Thank you for the suggestion. It has very good Amazon reviews and I ordered it yesterday
Then why is it that my battery for my right hearing aid always goes dead first, my right ear is severe and my left is moderately severe
The higher the amplification the more power it draws. I have the Alta2 and my left aid dies long before the right.
I think there’s variation between the individual hearing aids. My left aid needs less amplification, but it’s battery often dies first
That is so true, I get and extra day out of my left aid
Just to back-up Kipin Tacoma, Joel and others have mentioned, it is very important to let the battery “breathe” before use. Here is what battery manufacturer Panasonic Batteries has to say on the subject:
“After removing the tab, let it breathe for at least 1 minute or, for the best results, 5 minutes.”
"By respecting this ‘breathing time’, you will extend the lifetime of your zinc air battery up to between 30 and 80%."
I certainly “buy” the idea that the batteries need to “breathe” to come up to full voltage, but I don’t think there’s any good research to back up how long. There are many discussions on the forum about this and there are conflicting reports and studies regarding how long.
I contacted Duracell tech support about letting batteries breath and received the following reply…
We do recommend waiting at least 1 minute from the time you pull the tab off of a hearing aid battery before putting it in your hearing aid. It does not hurt to wait up to 5 minutes before putting a hearing aid battery into your hearing aid as this would help ensure that the battery is fully active.
If a hearing aid battery is brand new and doesn’t work or immediately sets off the low battery warning, we recommend letting the battery sit for 15-20 minutes because some cells may require longer to fully activate.
The battery life is dependent on the hearing aids and how they are used.
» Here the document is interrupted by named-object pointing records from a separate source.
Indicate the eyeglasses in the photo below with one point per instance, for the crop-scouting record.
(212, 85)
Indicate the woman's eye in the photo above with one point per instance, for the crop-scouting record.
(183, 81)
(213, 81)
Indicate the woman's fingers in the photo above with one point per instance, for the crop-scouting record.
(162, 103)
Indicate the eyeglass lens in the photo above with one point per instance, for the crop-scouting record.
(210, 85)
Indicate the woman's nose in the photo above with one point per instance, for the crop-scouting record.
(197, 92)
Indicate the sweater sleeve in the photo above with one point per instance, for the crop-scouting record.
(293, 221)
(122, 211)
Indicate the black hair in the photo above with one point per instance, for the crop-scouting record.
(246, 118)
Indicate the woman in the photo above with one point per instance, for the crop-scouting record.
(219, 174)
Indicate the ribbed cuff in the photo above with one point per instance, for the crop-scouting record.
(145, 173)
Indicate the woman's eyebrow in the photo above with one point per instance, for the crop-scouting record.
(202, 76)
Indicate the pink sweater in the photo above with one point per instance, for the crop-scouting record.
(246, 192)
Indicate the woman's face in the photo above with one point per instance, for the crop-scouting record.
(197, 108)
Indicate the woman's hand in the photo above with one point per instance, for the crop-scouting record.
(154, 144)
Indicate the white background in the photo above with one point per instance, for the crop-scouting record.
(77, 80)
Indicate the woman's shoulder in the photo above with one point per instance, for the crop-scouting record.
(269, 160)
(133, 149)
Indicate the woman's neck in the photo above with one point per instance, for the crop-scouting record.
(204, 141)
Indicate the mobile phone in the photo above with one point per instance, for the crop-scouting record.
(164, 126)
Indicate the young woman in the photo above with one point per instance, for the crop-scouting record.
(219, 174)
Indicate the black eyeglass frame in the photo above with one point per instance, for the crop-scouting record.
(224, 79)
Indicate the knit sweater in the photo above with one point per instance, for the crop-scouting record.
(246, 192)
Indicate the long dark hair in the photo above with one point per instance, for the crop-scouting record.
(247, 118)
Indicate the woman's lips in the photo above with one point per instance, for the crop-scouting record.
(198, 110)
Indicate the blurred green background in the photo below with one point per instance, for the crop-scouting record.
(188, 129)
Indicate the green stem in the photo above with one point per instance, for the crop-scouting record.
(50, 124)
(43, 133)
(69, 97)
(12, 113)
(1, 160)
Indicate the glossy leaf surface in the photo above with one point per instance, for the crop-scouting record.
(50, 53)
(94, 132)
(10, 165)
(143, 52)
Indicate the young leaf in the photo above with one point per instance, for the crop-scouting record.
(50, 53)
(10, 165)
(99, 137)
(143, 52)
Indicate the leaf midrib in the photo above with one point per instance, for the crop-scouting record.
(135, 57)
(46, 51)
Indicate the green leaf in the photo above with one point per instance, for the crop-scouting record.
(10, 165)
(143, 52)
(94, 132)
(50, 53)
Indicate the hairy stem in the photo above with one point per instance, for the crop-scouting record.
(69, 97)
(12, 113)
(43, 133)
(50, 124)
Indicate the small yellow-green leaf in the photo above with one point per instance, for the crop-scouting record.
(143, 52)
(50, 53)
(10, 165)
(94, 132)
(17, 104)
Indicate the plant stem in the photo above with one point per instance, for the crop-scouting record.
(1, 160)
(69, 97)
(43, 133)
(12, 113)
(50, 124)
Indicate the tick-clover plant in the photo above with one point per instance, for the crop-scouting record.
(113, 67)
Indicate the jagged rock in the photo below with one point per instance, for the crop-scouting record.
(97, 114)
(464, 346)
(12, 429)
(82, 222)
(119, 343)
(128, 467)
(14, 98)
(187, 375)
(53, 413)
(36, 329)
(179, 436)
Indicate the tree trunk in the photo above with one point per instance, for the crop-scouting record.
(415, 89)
Some hearing aids may use less power, especially if the volume is turned down, while other hearing aids may use more power.
I’m observing a new situation today where the iPhone MFI menu says that my right HA battery level is 20% (then now @10%), yet I can still stream from the TV Adapter OK. Normally at this level, I would have expected it to not be able to accept the streaming from the TV Adapter already.
So the point of this is that you don’t really know the true level is, even when showing very low, nothing is definite until you actually hear the low battery chime going off.
I wonder if it is a time estimate. But for that to be true it would have to know when new ones were put in. I guess that when the voltage drops and it triggers the low battery warning, it could record that so when the voltage goes back up it could assume the reason is new batteries.
Otherwise the voltage is flat and it can’t measure the zink level in the fuel cell (I presume).